[Beowulf] Problems with Dell M620 and CPU power throttling

Fri Aug 30 08:10:07 PDT 2013

Of course we have done system tuning.  Limits, arp table entries, block 
size changes.  tuned actually helped by setting a number of parameters 
in sysctl among other sys parameters.  Performance has increased due to 
the changes made here.  Prior to making these changes, when the system 
was installed with a vanilla RH 6.1, we saw these problems.  Incremental 
changes helped performance but never resolved this power capping issue.

Instrumenting temperature probes on individual CPUs has not been 
performed.  When we look at temperatures from both the chassis and 
ipmitool, we see no drastic peaks.  Maybe we are getting a 60C peak that 
we don't detect and that is the cause.  But I doubt it.

Yes, a power cycle cools down the cores.  Maybe that is the reset we 
see.  Prior to a power cycle we can look at the BMC temps, again using 
ipmitool or the chassis GUI and wee that temps are well below 30C.  We 
also see that power consumption is around 80W.  That tells me that the 
system is cool enough.  Should I not believe those values?  i have no 
reason to from past experience.

Input air is about 22C.  For our data center, you'd have a better chance 
of getting this adjusted to 15C than I would!  As for fans, these don't 
have any and are controlled at the chassis level.

For heat sink thermal grease problems, I'd expect this to be visible 
using the ipmitools but maybe that is not where the temperatures are 
being measured.  I don't know about that issue.  I'd expect that a bad 
thermal grease issue would manifest itself by showing up on a per socket 
level and not on both sockets.  It seems odd that every node exhibiting 
this problem would have both sockets having the same issue.

Again, the magnitude of the problem is about 5-10% at any time.  Given 
600 compute nodes, this is a lot of nodes showing similar problems.  And 
in most cases, a power cycle cures this issue.

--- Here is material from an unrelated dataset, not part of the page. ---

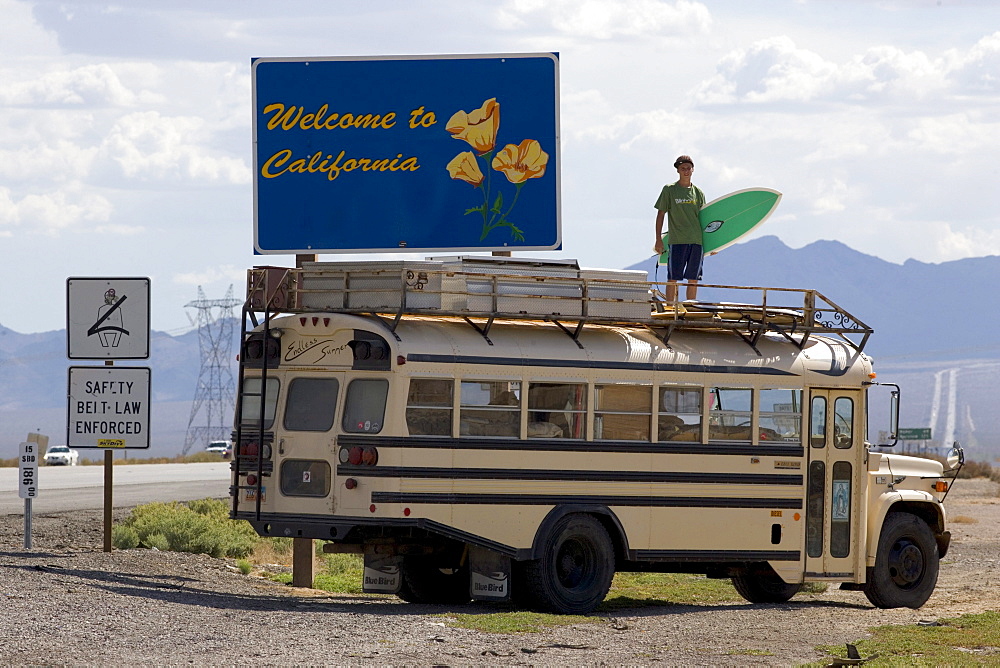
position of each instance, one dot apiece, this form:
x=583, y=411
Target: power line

Since we have not seen a node go "bad" while idle, this does point to 
something overheating perhaps.  The tools i know about to watch this 
temperature are not sufficient in showing me this though.

Thanks,
Bill

On 08/30/2013 10:44 AM, Mark Hahn wrote:
>> We run the RH 6.x release and are up to date with kernel/OS patches.
>
> have you done any /sys tuning?
>
>> non-redundant.  tuned is set for performance.  Turbo mode is
>
> what knobs does tuned fiddle with?  I would probably turn off all
> auto-tuning and go strictly manual until the issue is understood.
>
>> on/hyperthreading is off/performance mode is set in BIOS.
>
> I found a "x86_energy_perf_policy.c" (author Len Brown) which I run on
> my laptop to set powersave mode.  it sets
> MSR_IA32_ENERGY_PERF_BIAS. it says that the hardware default is
> performance,
> but I wouldn't be surprised if "normal" is set by bios.
>
>> A reboot does not change this problem.  But a power cycle returns the
>> compute node to normal again.  Again, we do not know what triggers this
>
> unfortunately, a power cycle will also cool down the system,
> so I don't see how it can be dissociated from heating.
>
>> event.  We are not overheating the nodes.
>
> how do you know?
>
>> But while applications are
>> running, something triggers an event where this power capping takes
>> effect.
>
> it might be interesting to examine the cpu-heatsink contact.  what you're
> describing could be explained by poor thermal HS contact (or poor HS flow).
>
> or do you mean that you sample die temps at high resolution and know
> that you're never hitting, say, 60C?
>
> in some machines (albeit less often servers), acpi provides some knobs
> which are made visible under /sys and seem to permit some control of
> thermal mode (fan threshold or scaling).
>
>> If anyone has a clue, or better yet, solved the issue, we'd love to hear
>> the solution!
>
> what's your intake air temp?  I would try giving it cold (say, 15C) air.